Em relação a Curi deputado estadual: “Tenho a impressão de que a política não era a praia dele.”
“Sem muito tempo e paciência, deve ter se desiludido a exemplo de outras pessoas que esperavam melhorias, porém, perceberam que quando entra o fator político as realizações são muito mais complicadas.”
Após o retorno dos países africanos a serviço do Banco Mundial, Curi exerceria o mandato de deputado estadual a partir de 1991, pelo Partido de Mobilização Nacional (PMN), o número 33 no Tribunal Superior Eleitoral. O PMN criado pelo escritor, professor, jurista e deputado federal Celso Brant, tinha como patrono Tiradentes e símbolo a bandeira dos Inconfidentes.
O PMN escolhido por Curi surgira de um movimento nacionalista e sua consolidação acontecera a partir da aprovação – em maio de 1985 – da Emenda Constitucional nº 25, que, além de legalizar os partidos comunistas, permitiu a apresentação na eleição seguinte de candidatos de partidos ainda em formação.
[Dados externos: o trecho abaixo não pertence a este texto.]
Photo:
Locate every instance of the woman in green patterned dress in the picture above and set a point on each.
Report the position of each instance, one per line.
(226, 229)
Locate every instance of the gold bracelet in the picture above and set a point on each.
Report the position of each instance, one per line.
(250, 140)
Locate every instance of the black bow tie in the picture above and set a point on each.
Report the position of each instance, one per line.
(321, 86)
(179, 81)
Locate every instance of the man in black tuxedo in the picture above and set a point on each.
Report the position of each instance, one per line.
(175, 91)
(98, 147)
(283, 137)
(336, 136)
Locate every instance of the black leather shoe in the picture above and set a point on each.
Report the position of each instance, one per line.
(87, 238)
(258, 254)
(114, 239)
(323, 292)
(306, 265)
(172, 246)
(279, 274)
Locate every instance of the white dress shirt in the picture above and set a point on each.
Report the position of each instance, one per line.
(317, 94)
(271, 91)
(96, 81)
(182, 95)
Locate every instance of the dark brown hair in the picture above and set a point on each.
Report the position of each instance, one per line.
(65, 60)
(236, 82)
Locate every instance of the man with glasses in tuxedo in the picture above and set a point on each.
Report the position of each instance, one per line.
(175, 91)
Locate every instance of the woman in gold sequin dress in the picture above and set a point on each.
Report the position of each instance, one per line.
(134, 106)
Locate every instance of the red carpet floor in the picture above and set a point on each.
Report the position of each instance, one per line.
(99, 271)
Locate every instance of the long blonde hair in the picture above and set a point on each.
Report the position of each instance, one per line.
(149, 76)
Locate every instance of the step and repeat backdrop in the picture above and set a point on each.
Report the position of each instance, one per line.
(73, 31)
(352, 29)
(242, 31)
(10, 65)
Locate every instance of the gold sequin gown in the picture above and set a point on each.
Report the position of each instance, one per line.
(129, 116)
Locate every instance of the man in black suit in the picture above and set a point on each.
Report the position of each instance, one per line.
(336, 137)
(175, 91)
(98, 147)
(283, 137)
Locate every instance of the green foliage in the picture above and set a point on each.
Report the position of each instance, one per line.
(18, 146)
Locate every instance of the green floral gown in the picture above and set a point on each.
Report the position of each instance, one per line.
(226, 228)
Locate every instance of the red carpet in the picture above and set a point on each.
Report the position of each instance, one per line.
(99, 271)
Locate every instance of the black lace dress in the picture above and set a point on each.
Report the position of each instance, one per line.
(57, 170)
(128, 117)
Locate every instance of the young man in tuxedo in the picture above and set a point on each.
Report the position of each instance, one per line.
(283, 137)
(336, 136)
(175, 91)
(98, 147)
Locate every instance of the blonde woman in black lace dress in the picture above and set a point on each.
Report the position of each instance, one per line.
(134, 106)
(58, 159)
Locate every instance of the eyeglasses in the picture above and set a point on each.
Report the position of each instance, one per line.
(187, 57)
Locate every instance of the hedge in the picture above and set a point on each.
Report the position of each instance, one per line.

O mais votado (4.111) entre os candidatos, Curi ficou apenas um ano e meio no cargo, deixando-o em 1995 para assumir a Secretaria de Planejamento e Coordenação Geral do Estado de Rondônia na gestão do médico e ex-deputado estadual Oswaldo Piana Filho.
Curi, que vestia paletó e gravata, porém, costumava ir à Assembleia Legislativa de calça jeans, não demonstra saudade do Parlamento. No âmago, ele sente que imprimiu sua marca ao conduzir a política agrícola rondoniense com o apoio de uma equipe de colaboradores diretos e indiretos que chegou a alcançar dez mil pessoas.
De certa forma, cabe como uma luva analisar que o PMN, cujos princípios incluíam a realização da reforma agrária entrava no cenário político-partidário brasileiro depois que o INCRA havia iniciado a entrega de títulos definitivos de terras a milhares de migrantes em Rondônia.